Here’s a quick preview of the newest issue of The American Historian:
The November 2016 issue of The American Historian features three compelling essays on “The Politics of Motherhood.” Jodi Vandenberg-Daves gives a broad overview of the changing conceptions and challenges of motherhood throughout the twentieth century. Jennifer L. Holland traces the history of the pro-life movement in the United States and argues that pro-life activists moved the fetus into the spotlight while backgrounding the plight of pregnant women. Finally, Megan A. Sholar discusses the history of family leave policies in the United States and shows why America is one of the only countries in the entire world that does not have some form of guaranteed paid maternal leave.

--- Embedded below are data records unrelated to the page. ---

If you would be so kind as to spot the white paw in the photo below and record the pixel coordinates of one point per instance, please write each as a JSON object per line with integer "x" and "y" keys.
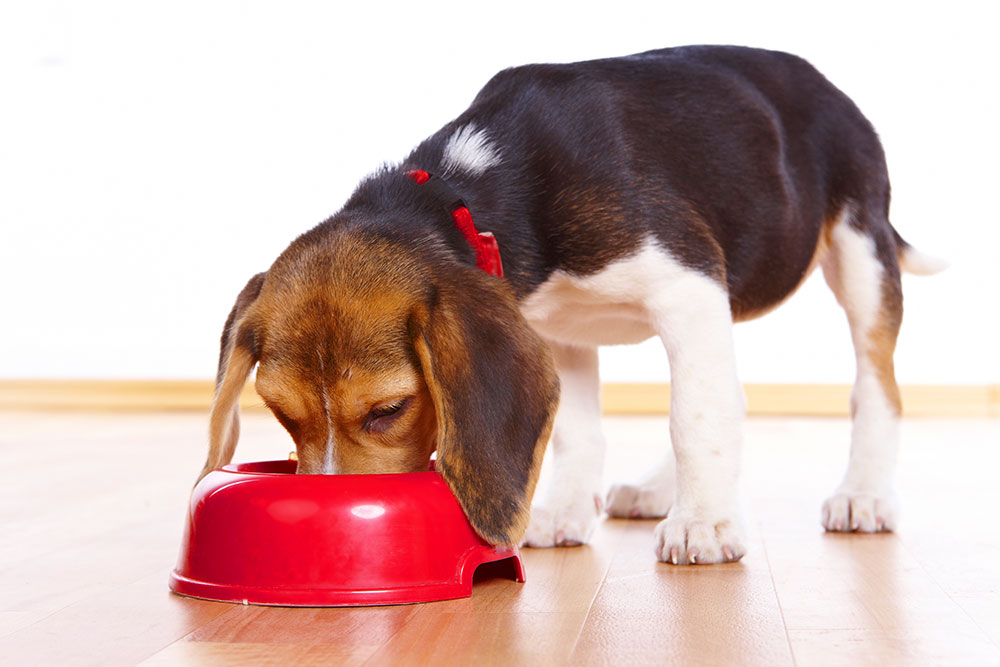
{"x": 860, "y": 512}
{"x": 639, "y": 501}
{"x": 563, "y": 524}
{"x": 685, "y": 539}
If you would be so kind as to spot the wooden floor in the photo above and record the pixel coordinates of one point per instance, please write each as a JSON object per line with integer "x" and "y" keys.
{"x": 93, "y": 505}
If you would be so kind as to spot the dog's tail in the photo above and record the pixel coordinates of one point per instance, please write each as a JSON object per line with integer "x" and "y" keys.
{"x": 918, "y": 263}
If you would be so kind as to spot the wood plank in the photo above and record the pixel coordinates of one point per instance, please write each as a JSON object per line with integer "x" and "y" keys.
{"x": 653, "y": 613}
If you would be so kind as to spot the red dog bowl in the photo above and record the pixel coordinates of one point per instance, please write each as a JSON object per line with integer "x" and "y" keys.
{"x": 259, "y": 534}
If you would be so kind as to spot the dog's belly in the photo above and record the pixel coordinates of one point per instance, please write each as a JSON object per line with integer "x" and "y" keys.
{"x": 586, "y": 311}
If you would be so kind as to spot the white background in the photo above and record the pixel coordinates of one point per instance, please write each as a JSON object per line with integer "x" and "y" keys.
{"x": 154, "y": 156}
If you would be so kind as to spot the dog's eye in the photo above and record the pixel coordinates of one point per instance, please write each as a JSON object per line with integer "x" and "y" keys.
{"x": 382, "y": 416}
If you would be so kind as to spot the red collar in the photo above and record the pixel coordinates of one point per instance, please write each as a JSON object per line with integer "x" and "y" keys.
{"x": 484, "y": 243}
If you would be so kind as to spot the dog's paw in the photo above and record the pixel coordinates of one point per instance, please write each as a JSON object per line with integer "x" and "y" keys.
{"x": 639, "y": 501}
{"x": 860, "y": 512}
{"x": 685, "y": 539}
{"x": 562, "y": 525}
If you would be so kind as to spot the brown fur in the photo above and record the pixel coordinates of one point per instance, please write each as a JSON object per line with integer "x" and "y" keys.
{"x": 343, "y": 327}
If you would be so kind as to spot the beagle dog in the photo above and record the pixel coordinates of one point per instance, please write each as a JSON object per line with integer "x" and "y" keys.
{"x": 457, "y": 294}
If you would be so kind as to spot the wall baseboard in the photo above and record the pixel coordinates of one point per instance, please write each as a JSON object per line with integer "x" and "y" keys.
{"x": 617, "y": 398}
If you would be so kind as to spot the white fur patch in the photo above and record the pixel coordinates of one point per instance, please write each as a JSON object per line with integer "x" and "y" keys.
{"x": 329, "y": 465}
{"x": 651, "y": 293}
{"x": 864, "y": 500}
{"x": 469, "y": 150}
{"x": 569, "y": 499}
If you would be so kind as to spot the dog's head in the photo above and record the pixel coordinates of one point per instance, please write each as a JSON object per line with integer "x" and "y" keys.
{"x": 374, "y": 353}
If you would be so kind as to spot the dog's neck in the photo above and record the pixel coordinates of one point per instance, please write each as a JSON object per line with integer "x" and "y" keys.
{"x": 484, "y": 243}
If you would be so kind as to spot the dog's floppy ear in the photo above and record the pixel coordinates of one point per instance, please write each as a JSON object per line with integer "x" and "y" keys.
{"x": 237, "y": 356}
{"x": 495, "y": 393}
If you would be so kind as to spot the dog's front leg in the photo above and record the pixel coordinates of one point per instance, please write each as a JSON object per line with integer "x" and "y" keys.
{"x": 567, "y": 511}
{"x": 705, "y": 525}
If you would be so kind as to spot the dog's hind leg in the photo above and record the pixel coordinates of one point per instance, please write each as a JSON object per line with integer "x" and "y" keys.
{"x": 862, "y": 269}
{"x": 571, "y": 501}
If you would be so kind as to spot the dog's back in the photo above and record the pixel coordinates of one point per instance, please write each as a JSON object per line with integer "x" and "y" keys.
{"x": 722, "y": 152}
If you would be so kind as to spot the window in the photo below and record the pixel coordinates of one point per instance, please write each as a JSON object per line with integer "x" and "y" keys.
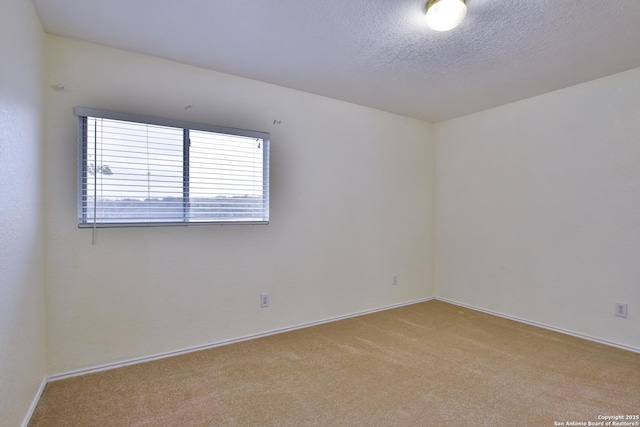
{"x": 135, "y": 170}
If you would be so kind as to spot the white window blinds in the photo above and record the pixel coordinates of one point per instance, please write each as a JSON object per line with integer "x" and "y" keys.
{"x": 144, "y": 171}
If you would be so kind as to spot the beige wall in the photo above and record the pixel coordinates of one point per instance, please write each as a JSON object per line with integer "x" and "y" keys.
{"x": 351, "y": 205}
{"x": 538, "y": 208}
{"x": 22, "y": 327}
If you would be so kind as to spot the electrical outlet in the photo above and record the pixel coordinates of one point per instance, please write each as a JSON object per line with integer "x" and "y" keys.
{"x": 621, "y": 309}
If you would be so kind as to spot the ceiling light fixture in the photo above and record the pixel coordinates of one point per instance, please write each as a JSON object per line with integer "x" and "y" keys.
{"x": 445, "y": 15}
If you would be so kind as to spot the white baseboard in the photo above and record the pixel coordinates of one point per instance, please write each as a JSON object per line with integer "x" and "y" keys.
{"x": 134, "y": 361}
{"x": 542, "y": 325}
{"x": 34, "y": 403}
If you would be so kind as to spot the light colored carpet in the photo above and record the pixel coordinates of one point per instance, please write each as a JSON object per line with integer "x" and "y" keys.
{"x": 428, "y": 364}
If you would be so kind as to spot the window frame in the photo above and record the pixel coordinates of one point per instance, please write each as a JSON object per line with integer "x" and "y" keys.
{"x": 83, "y": 113}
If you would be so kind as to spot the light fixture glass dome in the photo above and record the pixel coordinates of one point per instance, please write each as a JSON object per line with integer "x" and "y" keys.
{"x": 445, "y": 15}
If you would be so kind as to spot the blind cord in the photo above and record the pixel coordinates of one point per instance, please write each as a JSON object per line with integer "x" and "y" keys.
{"x": 95, "y": 184}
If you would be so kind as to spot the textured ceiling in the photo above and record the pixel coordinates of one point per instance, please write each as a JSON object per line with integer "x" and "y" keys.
{"x": 377, "y": 53}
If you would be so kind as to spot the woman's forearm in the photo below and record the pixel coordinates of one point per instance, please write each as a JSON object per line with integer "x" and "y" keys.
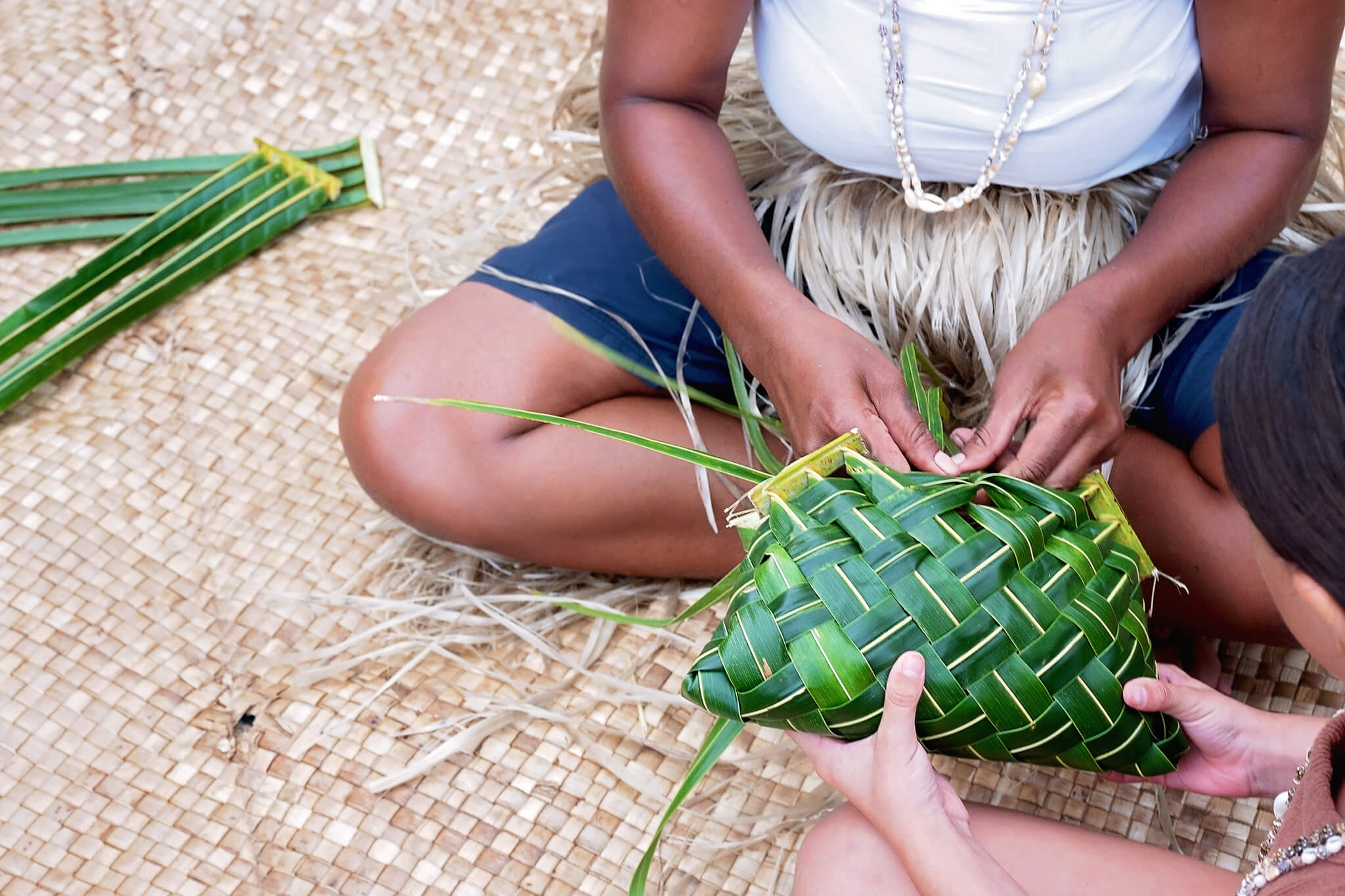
{"x": 1232, "y": 194}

The issue also includes a piece by David Arnold on the realities and potential difficulties professors face—especially those at community or teaching intensive institutions—of implementing the scholarship of teaching and learning (SoTL) in the classroom. Barbara Keys offers a joint review of two recent books on Henry Kissinger written by Niall Ferguson and Greg Grandin and shows how the two authors came to such disparate conclusions despite using the same source evidence. Finally, Bonnie Traymore enthusiastically demonstrates how history teachers can benefit from the recent Hamilton: the Musical craze. We also have an essay from OAH president Nancy F. Cott on the historical role of the First Lady, news from the OAH, a preview of the upcoming OAH annual meeting in New Orleans, and interesting historical facts and tidbits in our Ante and Post sections.